Internal access to the Cochran boiler is provided through the manhole drilled in the upper section of the outer shell.

2-D Sketches

All the three 2-D sketches of the Cochran boiler are shown below.

2-D Sketches of the Cochran Boiler

In its operation, the hot flue gases produced in the fire-box enter into a small pipe called a flue pipe. From the flue pipe, they travel through the combustion chamber, which is lined with refractory material, and strike the shell plate of the boiler at the back end of the combustion chamber.

The rear side of the combustion chamber is settled in fire bricks, which, when dismantled, allow room for the cleaning and maintenance of the smoke tubes. The back plate is specific in its operation: it is used to direct the gases into the smoke tubes, which are surrounded by water. The flue gases accumulate in the smoke box from smoke tubes. From there, they move towards the uptake or chimney for exit.

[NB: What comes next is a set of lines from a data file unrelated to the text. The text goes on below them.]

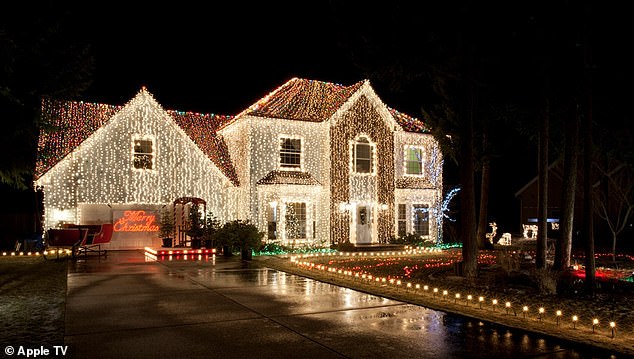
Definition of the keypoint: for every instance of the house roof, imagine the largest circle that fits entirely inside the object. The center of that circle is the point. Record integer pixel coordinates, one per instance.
(316, 101)
(304, 100)
(288, 177)
(72, 122)
(69, 123)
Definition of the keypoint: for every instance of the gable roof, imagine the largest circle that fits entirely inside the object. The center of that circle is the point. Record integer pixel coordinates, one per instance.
(316, 101)
(288, 177)
(70, 123)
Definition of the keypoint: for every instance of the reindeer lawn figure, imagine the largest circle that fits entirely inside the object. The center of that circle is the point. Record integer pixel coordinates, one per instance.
(494, 229)
(505, 240)
(530, 231)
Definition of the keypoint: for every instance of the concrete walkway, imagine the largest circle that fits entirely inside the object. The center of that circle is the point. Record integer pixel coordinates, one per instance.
(124, 306)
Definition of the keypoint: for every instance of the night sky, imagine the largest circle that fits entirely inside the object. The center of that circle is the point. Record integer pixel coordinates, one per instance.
(213, 57)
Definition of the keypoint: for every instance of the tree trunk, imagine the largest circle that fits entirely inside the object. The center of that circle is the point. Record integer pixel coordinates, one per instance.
(566, 225)
(467, 197)
(542, 204)
(613, 246)
(588, 205)
(483, 242)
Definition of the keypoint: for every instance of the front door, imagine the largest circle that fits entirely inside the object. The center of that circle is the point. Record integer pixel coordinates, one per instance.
(364, 224)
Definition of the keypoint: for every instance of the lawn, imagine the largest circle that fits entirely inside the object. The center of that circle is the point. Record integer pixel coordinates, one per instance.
(32, 301)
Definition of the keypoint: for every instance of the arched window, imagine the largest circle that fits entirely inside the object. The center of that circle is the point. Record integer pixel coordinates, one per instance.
(363, 156)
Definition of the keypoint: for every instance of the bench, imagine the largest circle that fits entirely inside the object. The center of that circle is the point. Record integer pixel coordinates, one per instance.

There are a number of industrial benefits to using the Cochran boiler, such as due to its:

  1. Steady steam output is required for steady loads.
  2. Small footprint.
  3. Compact, heavier, and sturdier design.
  4. Seamless (jointless) furnace design.
  5. Quicker steam generation due to its small design.
  6. Easy to install and readily integrate with the existing set-up: as an exhaust gas boiler by using the heat from the exhaust of the internal combustion engine to generate steam.
  7. Reliable operation with little design variations by numerous manufacturers.
  8. There is no requirement to maintain large feed-water reservoirs.
  9. Compatible with solid as well as liquid fuels, although oil-firing is common in sea-going vessels.


There are indubitably some operational limitations of the Cochran boiler, which are articulated below:

  1. Relatively marginal evaporative capacity compared with modern industrial boilers.
  2. Comparatively higher thermal inertia, which makes it less suitable a choice for applications where rapid change in steam demand is required.
  3. Continuous maintenance of the smoke tubes to prevent soot deposits.
  4. More specific fuel consumption and, thereof elevated operational cost.
  5. Pronounced vulnerability to non-uniform structural stresses and strains due to its vertical design.


In industry, it can replace the Cornish boiler and Lancashire boiler with added benefits and higher thermal efficiency.

As stated previously for these boilers, Cochran boilers find their inevitable applications in a number of operations carried out in the pharmaceutical, textile, hospitality, wood and lumber, paper and pulp, food, and chemical industries.

They are easily integrated as an important component with HVAC systems for heating large buildings.